Okay, I know that I have occasionally carped about too much WDW. My problem with people who go to WDW every year, to the exclusion of any other vacation (and I know way too many people who fit into this category), is the total lack of imagination involved. To be honest, I feel marginally the same about people who go anywhere every year, over and over again. Last I heard, the world out there was rather large (provided you don’t try to fly to it with a bottle of water in your hand, and you can overcome your fear of Bietz on a Plane), so foregoing taking in as much of it as you can strikes me as missing a good bet. The thing that makes Disney just a little higher on the scale of bad ideas for endless rinse and repeat is the nature of the beast itself. It is mostly a passive experience, and not much of a challenge to any part of your spirit; it’s just fun (if you like that sort of thing) where somebody else does all the work and you just sit there and look at it. Or ride through it. Life, being short, should include only a limited number of boat rides through It’s a Small World. Substitute a boat ride along the Seine, just once in a while. Or down the Mississippi. Or across San Francisco bay. Usually the waiting line is a lot shorter, and you won’t have to listen to you-know-what. So my brief against WDW isn’t critical, a la Baudrillard, but more mundanely based on the fact that it’s too easy, and you need to broaden yourself. That said, I will be going to WDW in May. And yes, I’ve gone a number of times before. The problem with the Disney drug is its success at doing what it does, while you just sit there and go along for the ride, but I do try to limit my intake to no more than a single dose every 5 years, which gives everyone in Orlando enough time to build enough new rides to make the enterprise worthwhile for me.
The thing is, we do travel a bit these days. Seen a lot of places, done a lot of things. And when we went on our last trip, to three central European cities we had never seen before, I spent a good couple of hours figuring marginally acceptable daily plans to cover what needed to be covered, and that was that and it all worked out fine. Going to WDW, on the other hand, requires at least as much planning as Eisenhower put into D-Day. The planning has already begun. I just ordered the 2007 Unofficial Guide (an invaluable resource for avoiding lines, which is the rationale for all this planning in the first place – if you could just walk in and do whatever you want to do and not run the risk of standing around doing nothing, you could just pick up a map on your way into the park and that would be the end of the angst) and some ancillary materials (don’t ask), I’ve already laid out a day-by-day plan (which Kt, who is on-board for the trip, has already revised), and I’ve even spent a few minutes staring at flights from White Plains in order to avoid the hassle of LaGuardia (a comparison could be made of the two comparable to the Orient Express in off-season Venice and the Times Square Shuttle during rush hour). Did you know that you can fly from White Plains to Orlando via Detroit and some other city I can’t even remember, and extend the trip for a full 10 hours! Boy howdy, that sounds like fun.

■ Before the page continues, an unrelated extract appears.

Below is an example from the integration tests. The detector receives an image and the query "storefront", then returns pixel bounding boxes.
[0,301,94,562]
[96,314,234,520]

Of course, WDW also includes Universal, and the news that Back to the Future is closing is tantamount to learning that Mickey is a member of Al Qaeda. Oh, the humanity! Sigh. In any case, one does need a day each in US and IOA (the former of which has changed a lot since our last, the latter of which should be much more desirable in warm weather than in January, given the amount of water one gets splashed through). Probably also a day in ShamuWorld. So there is some time spent off the grounds, but to say that these places aren’t Disney is so say that linguini isn’t spaghetti; it’s true, but who really cares unless one happens to be a chef?
No doubt I will bore the VCA to tears with further discussion of all of this until the deed is done. Forgive me, and remember, I only do it twice a decade. As for you, you shouldn’t do it at all until you’ve seen Dubai, Siena, Bruges and a couple of Norwegian fjords, at the very least. (Me, I’m saving Dubai until they build an interesting building or two.)